****Note: I wrote this a few years ago after my Uncle David passed. It was posted on another site, but I wanted to repost in honor of my uncle, and to share these thoughts with others.****
By blood, I am a Wolf. What I know about wolves is they are a family system with their own rules, conflicts, and traditions. I also know that, like many other family systems, wolves mourn the loss of a pack member.
Grief is a time when many emotions are experienced at once. We are angry. We are sad. We might not accept the reality of our loss. We may experience these emotions one at a time or all together. There is no right or wrong way to grieve, and there is no time limit for grief. Others may not understand our response, but that does not mean our response is wrong. The emotions of grief are our natural way of coping with events for which we do not have control.
Eventually, we will accept the reality of life (and death), and we may feel guilty for these feelings. I’ve read that wolves can mourn the loss of a pack member for weeks. What we must learn from wolves is, eventually, we must continue to hunt, protect, and live free of guilt and shame. The life cycle will never end; it will continue to give life, nurture life, and take life back.

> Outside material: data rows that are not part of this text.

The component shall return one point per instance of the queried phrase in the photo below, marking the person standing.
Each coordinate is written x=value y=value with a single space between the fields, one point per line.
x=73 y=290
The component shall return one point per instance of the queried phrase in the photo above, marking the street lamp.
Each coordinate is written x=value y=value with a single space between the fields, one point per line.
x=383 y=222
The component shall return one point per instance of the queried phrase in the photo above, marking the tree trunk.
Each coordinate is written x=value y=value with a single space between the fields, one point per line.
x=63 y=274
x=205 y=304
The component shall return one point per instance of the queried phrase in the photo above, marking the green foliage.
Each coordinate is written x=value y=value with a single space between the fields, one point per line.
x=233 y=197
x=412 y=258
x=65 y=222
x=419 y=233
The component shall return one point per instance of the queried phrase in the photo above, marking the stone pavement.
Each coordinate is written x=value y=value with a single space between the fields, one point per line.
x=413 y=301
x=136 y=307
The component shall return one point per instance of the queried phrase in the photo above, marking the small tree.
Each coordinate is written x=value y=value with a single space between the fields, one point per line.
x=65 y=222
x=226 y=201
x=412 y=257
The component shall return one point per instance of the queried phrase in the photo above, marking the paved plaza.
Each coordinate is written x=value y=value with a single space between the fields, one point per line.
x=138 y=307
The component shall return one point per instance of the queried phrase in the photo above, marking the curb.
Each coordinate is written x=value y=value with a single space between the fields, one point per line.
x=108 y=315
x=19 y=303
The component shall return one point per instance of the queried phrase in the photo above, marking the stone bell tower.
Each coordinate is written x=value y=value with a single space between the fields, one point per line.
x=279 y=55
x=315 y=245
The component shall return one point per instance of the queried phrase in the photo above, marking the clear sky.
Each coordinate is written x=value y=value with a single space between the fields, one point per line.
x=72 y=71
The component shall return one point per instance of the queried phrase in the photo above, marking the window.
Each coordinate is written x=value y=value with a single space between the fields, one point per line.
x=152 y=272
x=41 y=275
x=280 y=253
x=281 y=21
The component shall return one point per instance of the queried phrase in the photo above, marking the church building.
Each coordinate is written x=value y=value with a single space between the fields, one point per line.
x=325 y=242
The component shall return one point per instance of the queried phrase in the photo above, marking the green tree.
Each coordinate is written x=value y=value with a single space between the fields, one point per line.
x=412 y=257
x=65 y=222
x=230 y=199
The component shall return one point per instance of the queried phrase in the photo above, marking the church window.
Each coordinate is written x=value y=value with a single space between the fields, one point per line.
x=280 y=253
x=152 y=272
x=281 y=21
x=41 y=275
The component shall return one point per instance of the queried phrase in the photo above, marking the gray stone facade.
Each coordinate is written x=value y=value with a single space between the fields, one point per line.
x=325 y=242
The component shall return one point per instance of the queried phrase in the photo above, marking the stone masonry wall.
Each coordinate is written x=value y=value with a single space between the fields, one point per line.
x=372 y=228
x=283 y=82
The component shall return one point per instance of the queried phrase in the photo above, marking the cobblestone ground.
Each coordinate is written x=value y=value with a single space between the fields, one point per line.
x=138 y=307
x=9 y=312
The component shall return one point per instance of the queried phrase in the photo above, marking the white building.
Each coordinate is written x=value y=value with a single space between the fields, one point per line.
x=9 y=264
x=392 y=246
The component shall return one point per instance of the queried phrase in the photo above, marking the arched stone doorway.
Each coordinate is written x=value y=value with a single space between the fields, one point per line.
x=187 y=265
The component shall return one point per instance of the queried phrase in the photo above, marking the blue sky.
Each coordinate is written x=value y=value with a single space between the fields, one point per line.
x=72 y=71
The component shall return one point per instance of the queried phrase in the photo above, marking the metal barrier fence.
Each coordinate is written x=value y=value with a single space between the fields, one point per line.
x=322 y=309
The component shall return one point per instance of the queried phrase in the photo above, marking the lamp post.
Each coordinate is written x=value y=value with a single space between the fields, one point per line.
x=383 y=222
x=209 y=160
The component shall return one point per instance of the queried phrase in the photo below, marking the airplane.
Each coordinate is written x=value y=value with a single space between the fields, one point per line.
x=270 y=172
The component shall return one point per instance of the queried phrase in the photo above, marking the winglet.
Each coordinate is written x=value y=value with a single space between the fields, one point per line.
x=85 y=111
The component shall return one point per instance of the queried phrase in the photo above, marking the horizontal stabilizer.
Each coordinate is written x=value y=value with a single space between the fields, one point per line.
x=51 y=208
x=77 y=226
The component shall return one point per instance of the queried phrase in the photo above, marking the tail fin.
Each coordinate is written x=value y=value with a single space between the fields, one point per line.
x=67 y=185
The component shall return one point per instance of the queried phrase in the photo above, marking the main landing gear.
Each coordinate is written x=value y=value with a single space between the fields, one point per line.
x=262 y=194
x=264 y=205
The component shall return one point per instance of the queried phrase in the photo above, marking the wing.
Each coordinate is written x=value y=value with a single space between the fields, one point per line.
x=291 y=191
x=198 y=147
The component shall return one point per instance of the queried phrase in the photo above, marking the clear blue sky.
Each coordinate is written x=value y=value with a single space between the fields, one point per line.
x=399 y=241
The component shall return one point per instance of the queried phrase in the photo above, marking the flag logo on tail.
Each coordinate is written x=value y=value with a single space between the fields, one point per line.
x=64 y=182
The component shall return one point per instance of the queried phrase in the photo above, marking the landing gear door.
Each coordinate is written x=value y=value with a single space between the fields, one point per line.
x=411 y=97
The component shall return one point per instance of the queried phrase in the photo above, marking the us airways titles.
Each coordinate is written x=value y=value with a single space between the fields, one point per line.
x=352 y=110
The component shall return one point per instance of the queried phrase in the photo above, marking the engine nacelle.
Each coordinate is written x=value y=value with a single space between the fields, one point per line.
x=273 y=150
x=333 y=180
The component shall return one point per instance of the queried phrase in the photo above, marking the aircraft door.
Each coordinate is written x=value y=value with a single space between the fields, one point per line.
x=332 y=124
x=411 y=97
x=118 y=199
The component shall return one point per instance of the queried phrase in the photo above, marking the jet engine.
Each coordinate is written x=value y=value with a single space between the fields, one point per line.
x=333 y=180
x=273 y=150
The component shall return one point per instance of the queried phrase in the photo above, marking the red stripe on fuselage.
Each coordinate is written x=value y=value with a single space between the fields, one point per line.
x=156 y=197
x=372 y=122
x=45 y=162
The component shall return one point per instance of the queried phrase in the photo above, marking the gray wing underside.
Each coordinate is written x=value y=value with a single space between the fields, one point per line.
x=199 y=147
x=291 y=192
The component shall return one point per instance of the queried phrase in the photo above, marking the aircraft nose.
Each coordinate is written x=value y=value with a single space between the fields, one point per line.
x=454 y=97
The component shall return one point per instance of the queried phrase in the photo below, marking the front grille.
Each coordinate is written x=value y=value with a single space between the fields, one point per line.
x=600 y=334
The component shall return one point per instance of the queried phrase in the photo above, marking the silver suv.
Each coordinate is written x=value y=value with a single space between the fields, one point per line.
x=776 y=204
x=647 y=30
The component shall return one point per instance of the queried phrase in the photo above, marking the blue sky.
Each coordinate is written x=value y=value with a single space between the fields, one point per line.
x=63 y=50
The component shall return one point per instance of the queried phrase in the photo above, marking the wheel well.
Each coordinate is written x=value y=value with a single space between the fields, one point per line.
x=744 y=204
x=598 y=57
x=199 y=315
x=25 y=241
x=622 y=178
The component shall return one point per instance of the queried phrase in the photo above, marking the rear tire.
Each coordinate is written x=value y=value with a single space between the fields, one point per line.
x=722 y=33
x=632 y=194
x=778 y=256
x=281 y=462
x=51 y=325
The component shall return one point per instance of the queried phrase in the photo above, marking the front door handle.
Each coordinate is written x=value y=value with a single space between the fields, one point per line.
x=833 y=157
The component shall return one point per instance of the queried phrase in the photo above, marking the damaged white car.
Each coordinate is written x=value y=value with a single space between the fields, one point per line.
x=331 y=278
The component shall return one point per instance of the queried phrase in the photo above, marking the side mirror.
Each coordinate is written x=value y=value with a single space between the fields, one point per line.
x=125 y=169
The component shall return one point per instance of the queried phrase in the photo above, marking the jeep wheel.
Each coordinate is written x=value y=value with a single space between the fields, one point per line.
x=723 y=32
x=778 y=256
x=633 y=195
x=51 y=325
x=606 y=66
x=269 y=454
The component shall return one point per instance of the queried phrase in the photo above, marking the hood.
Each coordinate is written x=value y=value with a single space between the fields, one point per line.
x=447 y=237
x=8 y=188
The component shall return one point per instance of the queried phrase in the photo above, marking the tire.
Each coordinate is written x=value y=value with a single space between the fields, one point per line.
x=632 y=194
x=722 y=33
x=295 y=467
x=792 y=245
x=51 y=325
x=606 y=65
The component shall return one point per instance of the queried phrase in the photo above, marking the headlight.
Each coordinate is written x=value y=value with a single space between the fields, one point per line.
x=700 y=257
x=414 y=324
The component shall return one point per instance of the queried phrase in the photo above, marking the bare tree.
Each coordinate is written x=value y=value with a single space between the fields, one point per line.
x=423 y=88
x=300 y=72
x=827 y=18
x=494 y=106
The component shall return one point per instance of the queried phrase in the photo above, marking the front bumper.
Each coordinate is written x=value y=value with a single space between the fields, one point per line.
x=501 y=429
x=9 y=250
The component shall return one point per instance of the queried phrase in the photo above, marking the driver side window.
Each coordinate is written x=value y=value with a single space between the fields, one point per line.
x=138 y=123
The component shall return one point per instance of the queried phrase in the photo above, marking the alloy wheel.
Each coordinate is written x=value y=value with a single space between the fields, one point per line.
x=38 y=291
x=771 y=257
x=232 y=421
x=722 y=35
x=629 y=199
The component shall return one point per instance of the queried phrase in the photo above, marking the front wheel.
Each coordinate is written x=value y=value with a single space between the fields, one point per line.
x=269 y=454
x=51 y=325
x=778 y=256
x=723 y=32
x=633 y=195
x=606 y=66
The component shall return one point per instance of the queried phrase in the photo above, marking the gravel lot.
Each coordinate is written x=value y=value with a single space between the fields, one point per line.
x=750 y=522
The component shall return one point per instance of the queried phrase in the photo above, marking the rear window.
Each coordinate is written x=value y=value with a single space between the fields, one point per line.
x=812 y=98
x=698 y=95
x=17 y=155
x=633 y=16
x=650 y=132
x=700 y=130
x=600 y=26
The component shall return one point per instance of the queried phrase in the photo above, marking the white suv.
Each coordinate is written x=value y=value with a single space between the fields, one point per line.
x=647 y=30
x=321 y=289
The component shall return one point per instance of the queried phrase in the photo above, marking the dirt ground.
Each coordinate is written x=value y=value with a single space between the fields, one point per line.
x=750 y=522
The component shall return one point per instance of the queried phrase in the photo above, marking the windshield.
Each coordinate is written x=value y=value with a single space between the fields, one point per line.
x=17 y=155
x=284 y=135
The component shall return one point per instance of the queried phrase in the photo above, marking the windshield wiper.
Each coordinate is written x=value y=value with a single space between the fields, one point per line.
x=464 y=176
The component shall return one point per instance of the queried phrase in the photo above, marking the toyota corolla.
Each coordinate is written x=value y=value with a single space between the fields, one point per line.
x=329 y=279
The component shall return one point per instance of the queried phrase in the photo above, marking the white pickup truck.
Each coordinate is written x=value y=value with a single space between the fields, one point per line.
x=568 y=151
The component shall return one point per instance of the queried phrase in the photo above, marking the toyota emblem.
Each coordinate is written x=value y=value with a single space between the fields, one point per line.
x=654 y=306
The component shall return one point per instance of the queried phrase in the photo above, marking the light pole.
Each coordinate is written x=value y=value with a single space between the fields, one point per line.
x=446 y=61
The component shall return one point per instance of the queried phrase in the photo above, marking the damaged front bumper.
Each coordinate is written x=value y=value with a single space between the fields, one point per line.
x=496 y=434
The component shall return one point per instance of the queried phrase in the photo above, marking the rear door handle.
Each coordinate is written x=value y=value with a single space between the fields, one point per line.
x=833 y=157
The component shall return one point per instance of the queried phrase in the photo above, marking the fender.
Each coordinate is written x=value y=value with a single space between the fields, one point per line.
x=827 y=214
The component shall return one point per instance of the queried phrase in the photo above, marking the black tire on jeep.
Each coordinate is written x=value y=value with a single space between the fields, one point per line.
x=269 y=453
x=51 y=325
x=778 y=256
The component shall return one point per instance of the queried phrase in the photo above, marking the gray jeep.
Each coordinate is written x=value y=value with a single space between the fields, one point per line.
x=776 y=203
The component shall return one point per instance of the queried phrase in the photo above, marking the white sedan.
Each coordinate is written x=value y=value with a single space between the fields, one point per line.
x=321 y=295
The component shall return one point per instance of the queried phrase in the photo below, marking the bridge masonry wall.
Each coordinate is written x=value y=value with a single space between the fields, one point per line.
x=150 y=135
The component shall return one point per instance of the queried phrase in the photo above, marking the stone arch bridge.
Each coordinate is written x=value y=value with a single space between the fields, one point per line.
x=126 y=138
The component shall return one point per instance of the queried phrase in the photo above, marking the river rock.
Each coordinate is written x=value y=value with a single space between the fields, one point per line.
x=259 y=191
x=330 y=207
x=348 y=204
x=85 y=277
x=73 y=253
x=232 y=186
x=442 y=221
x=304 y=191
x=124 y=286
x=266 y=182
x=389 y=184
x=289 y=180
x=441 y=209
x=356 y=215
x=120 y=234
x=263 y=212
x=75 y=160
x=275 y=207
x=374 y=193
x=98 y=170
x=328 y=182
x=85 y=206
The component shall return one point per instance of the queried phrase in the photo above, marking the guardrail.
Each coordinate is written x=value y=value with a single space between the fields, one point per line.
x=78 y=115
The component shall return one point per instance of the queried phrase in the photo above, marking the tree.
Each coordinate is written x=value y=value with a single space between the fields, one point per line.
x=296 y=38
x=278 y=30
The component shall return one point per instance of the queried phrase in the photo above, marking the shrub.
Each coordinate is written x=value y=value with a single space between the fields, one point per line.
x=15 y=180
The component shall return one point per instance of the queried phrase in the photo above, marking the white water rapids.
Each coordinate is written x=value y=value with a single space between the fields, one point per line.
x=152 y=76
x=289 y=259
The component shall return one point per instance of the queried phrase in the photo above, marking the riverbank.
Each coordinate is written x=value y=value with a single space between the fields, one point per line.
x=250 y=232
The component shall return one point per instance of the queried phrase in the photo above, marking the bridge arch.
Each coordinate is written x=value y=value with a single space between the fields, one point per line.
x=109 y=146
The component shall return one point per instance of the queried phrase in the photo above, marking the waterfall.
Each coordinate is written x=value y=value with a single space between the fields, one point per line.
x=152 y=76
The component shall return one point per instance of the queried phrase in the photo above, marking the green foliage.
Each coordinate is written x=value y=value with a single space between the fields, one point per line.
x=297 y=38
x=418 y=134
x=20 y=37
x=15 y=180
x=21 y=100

We must also continue to support and receive support from our other “pack members” no matter the distance between us. A lone wolf cannot survive on his or her own. As I write this, my family mourns a loss. Due to distance, I could not be with them on this day, but I stay connected to them through phone, text, and social media. Support can come from many different sources including family, friends, religious institutions, social groups, etc. Let these people in as the emotions of grief are strong and should not be experienced alone.
I dedicate this to my family and especially to my Uncle David who would be proud that I continued to move forward despite his passing.